Quería que me sacara de allí. Ya había hecho todo lo que estaba en mi mano, incluyendo recargar el talismán del oso. Lo que necesitaba ahora era un cirujano y un poco de descanso.

—¿Quieres decir que la herida provocada por la bala ya se ha curado?

—Lo que quiero decir es que me des una máscara de oxígeno de ésas y que me saques de aquí. Y esta espada viene conmigo. —Di un golpecito a Fragarach y el paramédico bajó la vista, porque hasta entonces no se había fijado en ella—. No se mueve de mi lado.

—¿Qué? En la ambulancia no se permiten armas.

—Está en la funda y es valiosísima. Mira cómo está mi tienda. —Hice un gesto hacia la puerta destrozada—. No puedo dejarla aquí.

Hal, que hasta entonces se había mantenido en silencio viendo cómo iba la conversación, se inclinó sobre el hombro del paramédico.

—¿Se niega a llevar a mi cliente en una situación de urgencia médica?

—No —repuso el paramédico, echándole una mirada—. Me niego a llevar su arma.
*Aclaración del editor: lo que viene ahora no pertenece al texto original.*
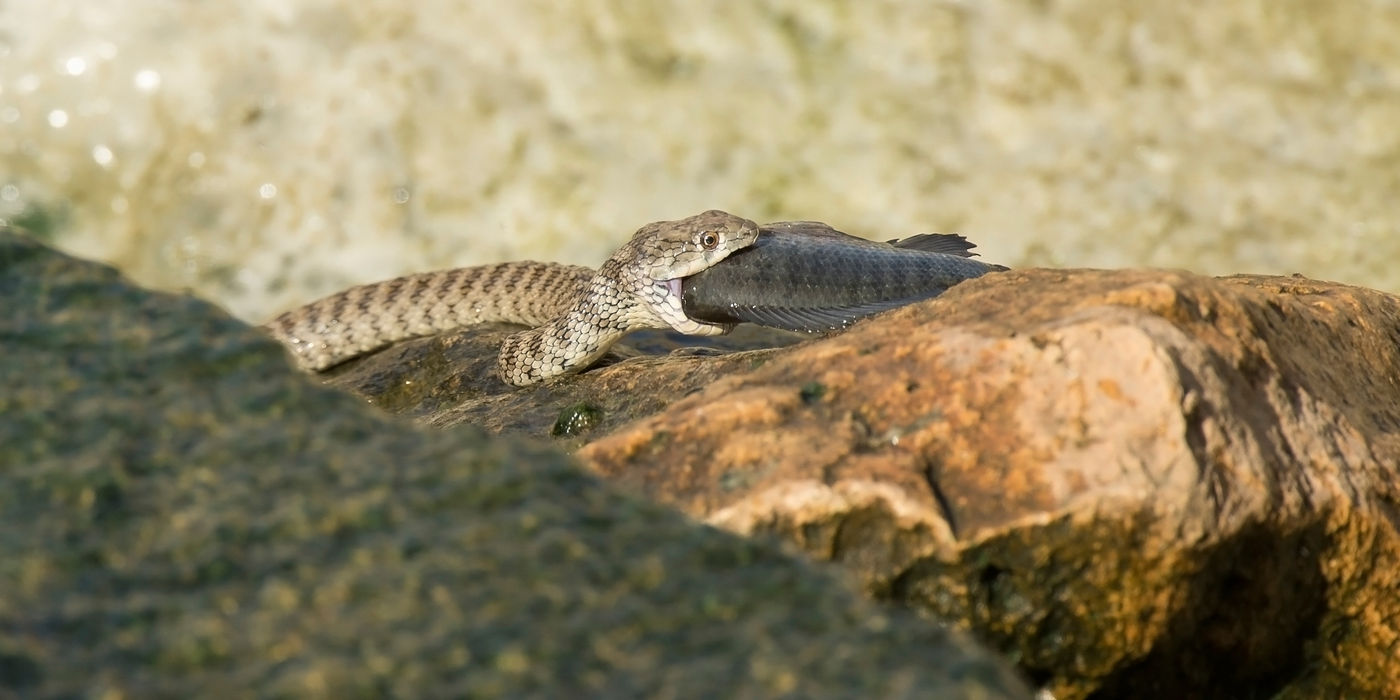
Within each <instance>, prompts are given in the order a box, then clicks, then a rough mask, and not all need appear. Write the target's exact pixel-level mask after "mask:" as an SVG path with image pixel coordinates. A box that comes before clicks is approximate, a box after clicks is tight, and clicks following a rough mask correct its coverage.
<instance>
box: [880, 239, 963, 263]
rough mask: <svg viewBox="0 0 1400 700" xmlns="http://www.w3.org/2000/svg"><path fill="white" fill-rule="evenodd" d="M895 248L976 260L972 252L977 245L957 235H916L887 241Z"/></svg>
mask: <svg viewBox="0 0 1400 700" xmlns="http://www.w3.org/2000/svg"><path fill="white" fill-rule="evenodd" d="M889 245H893V246H895V248H904V249H907V251H924V252H927V253H944V255H958V256H962V258H976V256H977V253H974V252H972V249H973V248H977V244H974V242H972V241H969V239H967V238H966V237H962V235H959V234H918V235H911V237H909V238H895V239H892V241H889Z"/></svg>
—¿Se refiere a esta pieza de arte celta de valor incalculable? Eso no es un arma, señor. Es una reliquia familiar de gran valor sentimental y, si lo separasen de ella, el trauma que sufriría mi cliente sería mucho más grave que cualquier dolor físico que pueda sentir en este momento. Y, por cierto, no veo que hayan hecho nada por aliviárselo desde que han llegado.

El paramédico apretó la mandíbula y echó el aire por la nariz con fuerza. Se volvió hacia mí.

—Malditos abogados —masculló, pensando quizá que Hal no lo oiría. Pero los hombres lobo tienden a oír las cosas de ese tipo.

—Tiene razón, caballero: ¡soy un maldito abogado y le interpondré una maldita demanda si no lleva ahora mismo a mi maldito cliente y sus malditas pertenencias al Scottsdale Memorial ahora mismo!

—¡Está bien, está bien! —bufó el paramédico, que no estaba preparado para soportar el acoso y las amenazas legales durante mucho tiempo.

Junto con su compañero, fueron a buscar la camilla y un momento después ya me estaban metiendo en la parte de atrás de la ambulancia, con Fragarach aferrada en la mano derecha. Jiménez y el resto de los policías andaban tan ocupados pensando en qué diría la prensa cuando descubriera que un agente de Phoenix había matado de un tiro a otro de Tempe, que ni se dieron cuenta de que la espada que Fagles había estado pidiendo a gritos estaba delante de sus narices.